Si l'utilisation du NFT comme outil d'acquisition client n'est plus une nouveauté, la tokenisation d'une bouteille apporte-t-elle aussi des bénéfices, notamment sur le marché secondaire pour faciliter des transactions ? Pierre-Nicolas Hurstel croit beaucoup au passeport numérique d'une bouteille "associé à des applications de visualisation de cave numérique, ou pour donner au client des informations au sujet de sa date de consommation optimale". Mais il se méfie du cas d'usage de la tokenisation pour apporter de la liquidité sur les places de marchés : "Cela pose tout un tas de questions car contrairement aux produits non consommables comme les montres, il y a un problème clef inhérent au vin qui est la façon dont il est conservé.

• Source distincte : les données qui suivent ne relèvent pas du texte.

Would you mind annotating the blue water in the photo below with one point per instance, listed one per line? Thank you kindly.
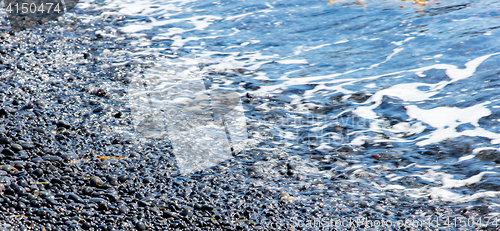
(414, 84)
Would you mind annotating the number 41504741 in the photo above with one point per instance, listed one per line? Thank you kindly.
(26, 8)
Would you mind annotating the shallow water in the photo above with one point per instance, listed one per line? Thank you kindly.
(415, 85)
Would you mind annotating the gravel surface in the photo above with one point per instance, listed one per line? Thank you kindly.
(64, 166)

On peut très bien posséder ce token et le lister mais si le vin a été laissé sur un parking en plein été, le vin sera dégueulasse et l'acheteur ne le saura qu'une fois la bouteille ouverte. Pour que le passeport numérique d'un vin soit liquide et cessible, cela ne va pas sans le service de stockage."
Ce dilemme pourrait-il être résolu par une solution IoT ? La startup bordelaise Wine in Block, également présente à Wine in Paris, revendique une solution fondée sur des puces NFC et la blockchain. La société a ainsi développé un boîtier électronique à placer dans les caisses de vin pour tracer température de stockage et hydrométrie, des informations ensuite ancrées sur blockchain, en l'occurrence Stellar Lumens, et disponibles via l'application mobile de la société après le scan de la puce. Dans le même temps, Wine in Block propose aux vignerons d'associer un NFT émis sur Polygon à chaque bouteille pour garantir leur authenticité. "Nous avons des clients qui rencontrent soit des problèmes d'authenticité, soit des problèmes de traçabilité, ou toutes ces problématiques à la fois, nous confie Sylvie Busca, PDG de Wine in Block.
A l'instar de la plateforme londonienne Crurated, Wine in Block promet par ailleurs une marketplace dès cette année pour fluidifier les transactions, notamment sur… la vente en primeur. "Tous les grands crus sont vendus en primeur et les NFT se prêtent très bien à cet exercice : les vins sont livrés deux ans après leur vente. Soit le domaine livre le vin au client et le NFT est détruit, soit le domaine stocke le vin et le client pourra l'échanger sur notre marketplace. On associe des services à ce certificat digital." Un nouveau canal de distribution identifié par la WineTech, dans son livre blanc dévoilé en avant-première lors du salon ce 14 février, comme l'une des promesses majeures de cette technologie à même de "révolutionner le monde du vin".